Wednesday, July 10, 2013

WORLD WITHOUT WORDS

Back during my heady college days I researched and wrote a paper that had to do with the effects of television on our concept of time.

I know... a bit presumptuous, but I did impress my teachers and was actually introduced to the late Prof. Neil Postman at NYU, one of the great scholars in what was then (and maybe still) called "Media Ecology," or the effects of different communications technologies on our psyche and society.
The late Prof. Neil Postman, former head
of the Media Ecology Dept. at NYU

The recurrent theme I found during that research was that the loss of vocabulary had the effect of reducing memory.  We can only remember that which we can put a name to, evidently. I know we can recall smells, images, and bring to mind certain sensations but, evidently, we always end up cataloging that memory with words.

The other effect of vocabulary/word loss was that our temporal horizon tended to shrink as a result. In other, ejem, words, if we couldn't remember how past actions affected our present, neither could we see how present actions seeded our future. Those of us raised by a TV set are bound to live in the NOW...
¡Que shit, se fue la luz!
Unfortunately it isn't a Zen-like experience of being aware of our existence second by second, but rather a limbo-like sensation of not knowing (or caring) about what will happen five or ten years from now.

That explained a lot to me, and worried me... No long-term planning of any sort, and, even more drastic, a sense of disconnection with our past and anxiety about not being able to forge our own destiny.

And this was back in 1984, when I retook George Orwell's message about creating "Newspeak," a brand new dictionary that virtually eliminated negative words so people were unable to resist their government's control.

Mr. George Orwell
Orwell wasn't subtle, he created a nightmarish vision of oppressive mind control, constant surveillance, and phony wars... Eh, mind you, he wrote this in the 50's. It was meant as a critique of the Soviet Union.  How naive! That kind of oppression doesn't last, it is easier to rebel (as history has shown) against blatant forms of government control than to fight against symbolic, mental captivity.
Who the hell would gather in a large group
to watch an asshole on a huge screen?

Orwell hit it on the head with our loss of vocabulary, just compare newspapers and other periodicals from the 50's to the rags published now, but
his dark vision was, I think off the mark compared to Aldous Huxley's "Brave New World." To wit:


"Two thousand pharmacologists and bio-chemists were subsidized. Six years later it was being produced commercially. The perfect drug. Euphoric, narcotic, pleasantly hallucinant. All the advantages of Christianity and alcohol; none of their defects. Take a holiday from reality whenever you like, and come back without so much as a headache or a mythology. Stability was practically assured." - ALDOUS HUXLEY ( Brave New World )

Aldous Huxley
"Oh shit, I forgot to take  my Soma"
We've become comfortably sedated into accepting government control. By government I mean the corporate moguls that really run (ruin) our lives.  If we feel anxious and concerned about our lack of power to do anything about this, we watch a movie, get drunk, download porn, or go to the doctor for a pill.
Hell, I've taken so much shit in my
lifetime, why not pop one of these?

All the while communicating in ever shorter phrases and incomprehensible code that don't require us to think much, let alone remember anything. We are in the age of communications. Yet we hardly communicate at all.

CNN Headline news has become a celebrity gossip channel. The news is filtered and watered down to keep us scared, obedient and uninformed. Our sons and daughters hardly communicate anything more than what is absolutely necessary to get on with their video games or go to movies with hardly any dialog.

The ubiquitous computers we hold in our hands have done what Television only hinted at - they have replaced thinking with spectating and processing information. Human contact has been reduced to electronic, superficial interactions.
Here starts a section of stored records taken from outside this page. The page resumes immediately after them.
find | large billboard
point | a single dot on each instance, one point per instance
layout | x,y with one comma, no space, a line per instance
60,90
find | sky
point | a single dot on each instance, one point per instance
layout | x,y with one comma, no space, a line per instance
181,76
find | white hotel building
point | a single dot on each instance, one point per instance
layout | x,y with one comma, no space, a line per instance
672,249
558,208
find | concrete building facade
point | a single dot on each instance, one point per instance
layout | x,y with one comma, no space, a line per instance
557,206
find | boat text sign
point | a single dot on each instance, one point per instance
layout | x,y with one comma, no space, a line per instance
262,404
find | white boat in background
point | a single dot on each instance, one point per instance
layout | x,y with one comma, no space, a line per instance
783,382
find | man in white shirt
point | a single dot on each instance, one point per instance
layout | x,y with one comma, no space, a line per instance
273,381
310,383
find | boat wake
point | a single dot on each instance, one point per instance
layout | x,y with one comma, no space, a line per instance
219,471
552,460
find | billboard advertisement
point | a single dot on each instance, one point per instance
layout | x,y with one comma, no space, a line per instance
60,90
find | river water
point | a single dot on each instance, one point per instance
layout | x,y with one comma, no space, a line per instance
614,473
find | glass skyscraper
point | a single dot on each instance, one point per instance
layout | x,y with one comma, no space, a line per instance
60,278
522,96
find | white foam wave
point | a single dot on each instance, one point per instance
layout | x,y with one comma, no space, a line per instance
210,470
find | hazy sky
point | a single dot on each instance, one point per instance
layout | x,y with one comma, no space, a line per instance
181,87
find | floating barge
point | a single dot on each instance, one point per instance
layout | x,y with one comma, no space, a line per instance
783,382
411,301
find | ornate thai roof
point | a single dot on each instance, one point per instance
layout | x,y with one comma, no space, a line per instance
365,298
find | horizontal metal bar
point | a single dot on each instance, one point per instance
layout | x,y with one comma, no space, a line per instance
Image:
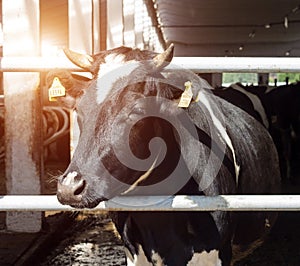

And reading... well, if you've gotten this far in the crap I'm spewing, I'm impressed, because for the most part if anyone sees so many paragraphs, they will run to the next website for videos or pics. When was the last time you entered a bookstore? Not even textbooks are being published anymore.

Is this bad? Isn't the future about evolving into different forms of communication? Isn't the Web creating a Global Village far more expansive and immediate than McLuhan envisioned? Are we really more connected to other human beings today than in the past?

I don't know...

Maybe you can enlighten me, if you can come up with the right words.

- Roscoe Biscayne


1 comment:

  1. Great post! One of the biggest challenges most people face in their coaching sessions is the difficulty to explain or describe their feelings. Generally, people try to fit all of them into "good", "happy", "bad" or "depressed" categories. I clearly see the frustration vicious cirle.